Mission is NOT evangelism. Mission is this (Here it is! My definition, at last): Witnessing the Gospel in word and deed by those who are sent by the Church to cross boundaries in service to Christ. Of course, the primary boundary is that which Scherer described as “the borderline between faith and unbelief”. Additionally, and significantly, missionaries also cross one or more of the boundaries which separate people, namely, the boundaries of Geography, Language, and Culture. What missionaries do, and how they understand their task and central focus, is where we will find denominational differences and where Lutheran missiology can make a significant contribution. But before we wade into those waters, we need to be clear about what mission is.
Some missionaries are also evangelists, but some are not. Some missionaries are ordained, and some are not. Some preach the Word and administer the Sacraments, and some do not. However, all missionaries – just like all Christians – are WITNESSES of Jesus Christ. A witness does nothing other than tell what he/she has seen. Picture a witness in a court. The witness tells what they saw and heard. As Christians, we are witnesses to what we have seen God doing in our lives, and sometimes to what we have seen Him doing in the lives of others.
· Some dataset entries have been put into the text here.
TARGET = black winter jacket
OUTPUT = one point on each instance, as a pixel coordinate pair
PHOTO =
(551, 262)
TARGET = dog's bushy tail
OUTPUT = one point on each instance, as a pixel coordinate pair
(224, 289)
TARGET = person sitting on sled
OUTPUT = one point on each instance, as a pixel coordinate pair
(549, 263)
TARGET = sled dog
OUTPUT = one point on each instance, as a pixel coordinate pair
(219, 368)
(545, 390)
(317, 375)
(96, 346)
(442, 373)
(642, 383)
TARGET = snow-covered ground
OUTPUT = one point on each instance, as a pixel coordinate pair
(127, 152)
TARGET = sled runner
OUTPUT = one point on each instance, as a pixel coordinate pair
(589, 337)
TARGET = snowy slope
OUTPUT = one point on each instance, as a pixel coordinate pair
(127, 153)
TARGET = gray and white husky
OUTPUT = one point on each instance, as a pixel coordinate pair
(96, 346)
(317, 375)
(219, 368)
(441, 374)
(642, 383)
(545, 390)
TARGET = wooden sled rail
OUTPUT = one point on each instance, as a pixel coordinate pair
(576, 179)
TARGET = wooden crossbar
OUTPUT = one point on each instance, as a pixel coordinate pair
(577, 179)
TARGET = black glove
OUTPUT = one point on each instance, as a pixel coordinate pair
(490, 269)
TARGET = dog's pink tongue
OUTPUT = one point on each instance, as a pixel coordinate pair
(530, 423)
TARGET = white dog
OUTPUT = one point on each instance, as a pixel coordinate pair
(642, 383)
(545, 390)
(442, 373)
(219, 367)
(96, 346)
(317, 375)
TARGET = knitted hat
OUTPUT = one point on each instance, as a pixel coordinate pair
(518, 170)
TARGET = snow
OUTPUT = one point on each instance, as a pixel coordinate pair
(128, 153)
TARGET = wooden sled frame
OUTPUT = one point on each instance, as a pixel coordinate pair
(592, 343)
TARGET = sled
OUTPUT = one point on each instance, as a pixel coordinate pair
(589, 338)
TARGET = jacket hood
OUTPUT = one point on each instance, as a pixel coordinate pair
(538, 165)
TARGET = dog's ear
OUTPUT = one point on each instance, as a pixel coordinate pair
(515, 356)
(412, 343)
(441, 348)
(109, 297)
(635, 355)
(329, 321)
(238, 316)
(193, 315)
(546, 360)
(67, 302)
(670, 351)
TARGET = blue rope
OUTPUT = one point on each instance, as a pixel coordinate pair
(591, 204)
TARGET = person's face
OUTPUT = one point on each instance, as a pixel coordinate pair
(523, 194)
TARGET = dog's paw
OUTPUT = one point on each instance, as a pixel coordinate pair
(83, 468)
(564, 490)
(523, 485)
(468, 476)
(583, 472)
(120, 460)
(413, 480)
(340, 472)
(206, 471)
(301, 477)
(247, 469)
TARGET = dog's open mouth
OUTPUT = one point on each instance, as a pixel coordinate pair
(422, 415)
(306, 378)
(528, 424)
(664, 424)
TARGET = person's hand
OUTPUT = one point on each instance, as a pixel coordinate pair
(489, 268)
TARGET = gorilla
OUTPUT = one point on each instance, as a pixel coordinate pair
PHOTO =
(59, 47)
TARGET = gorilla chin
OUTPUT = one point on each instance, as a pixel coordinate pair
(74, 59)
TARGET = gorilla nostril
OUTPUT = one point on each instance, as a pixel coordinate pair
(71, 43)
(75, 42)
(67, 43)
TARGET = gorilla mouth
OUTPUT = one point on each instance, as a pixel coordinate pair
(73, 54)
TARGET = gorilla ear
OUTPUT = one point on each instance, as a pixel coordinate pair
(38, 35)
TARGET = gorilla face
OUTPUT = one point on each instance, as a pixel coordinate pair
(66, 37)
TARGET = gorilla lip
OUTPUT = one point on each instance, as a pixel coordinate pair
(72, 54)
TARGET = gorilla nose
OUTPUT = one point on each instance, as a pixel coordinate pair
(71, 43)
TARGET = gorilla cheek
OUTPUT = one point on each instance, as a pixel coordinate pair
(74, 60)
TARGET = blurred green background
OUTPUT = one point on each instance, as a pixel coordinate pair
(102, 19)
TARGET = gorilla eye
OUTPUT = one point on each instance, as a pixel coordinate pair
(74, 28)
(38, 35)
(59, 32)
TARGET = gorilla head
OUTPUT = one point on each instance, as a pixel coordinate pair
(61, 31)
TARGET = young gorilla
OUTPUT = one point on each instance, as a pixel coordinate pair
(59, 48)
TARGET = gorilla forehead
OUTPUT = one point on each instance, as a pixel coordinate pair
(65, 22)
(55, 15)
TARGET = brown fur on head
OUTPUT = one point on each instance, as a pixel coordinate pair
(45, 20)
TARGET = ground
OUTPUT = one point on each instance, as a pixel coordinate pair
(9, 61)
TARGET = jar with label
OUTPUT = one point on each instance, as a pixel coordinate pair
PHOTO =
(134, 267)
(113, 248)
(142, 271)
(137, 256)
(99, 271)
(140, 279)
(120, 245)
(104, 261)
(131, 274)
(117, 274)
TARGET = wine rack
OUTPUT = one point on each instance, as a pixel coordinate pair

1) Evangelism: sharing the Good News of the Gospel in a winsome way. God gifts some to be evangelists.
2) Witness: telling what we have seen and heard. All Christians are witnesses.
3) Mission: Witnessing the Gospel in word and deed by those who are sent by the Church to cross boundaries in service to Christ.
We have three good words. Let’s use them!
 Bosch, David. Transforming Mission. Maryknoll: Orbis Books, 1994, p. 9.
 Kirk, J. Andrew. What is Mission?. Minneapolis: Fortress Press, 2000, p. 24.
 Wright, Christopher J.H. The Mission of God’s People: A Biblical Theology of the Church’s Mission, in “Biblical Theology for Life”, Jonathan Lunde, ed. Grand Rapid: Zondervan, 2010, p. 26.
 Van Rheenen, Gailyn. Missions. Grand Rapids: Zondervan, 1996, p. 20
 Harrison, Matthew. “A Theological Statement for Mission in the 21st Century”, Journal of Lutheran Mission, vol. 1, No. 1, March 2014, pp. 60 – 69.
 Scherer, James A. Gospel, Church, and Kingdom: Comparative Studies in World Mission Theology, Minneapolis: Augsburg, 1987, p. 37.
 Schulz, Klaus Detlev. Mission from the Cross: The Lutheran Theology of Mission.St. Louis: Concordia Publishing House, 2009, p. 27.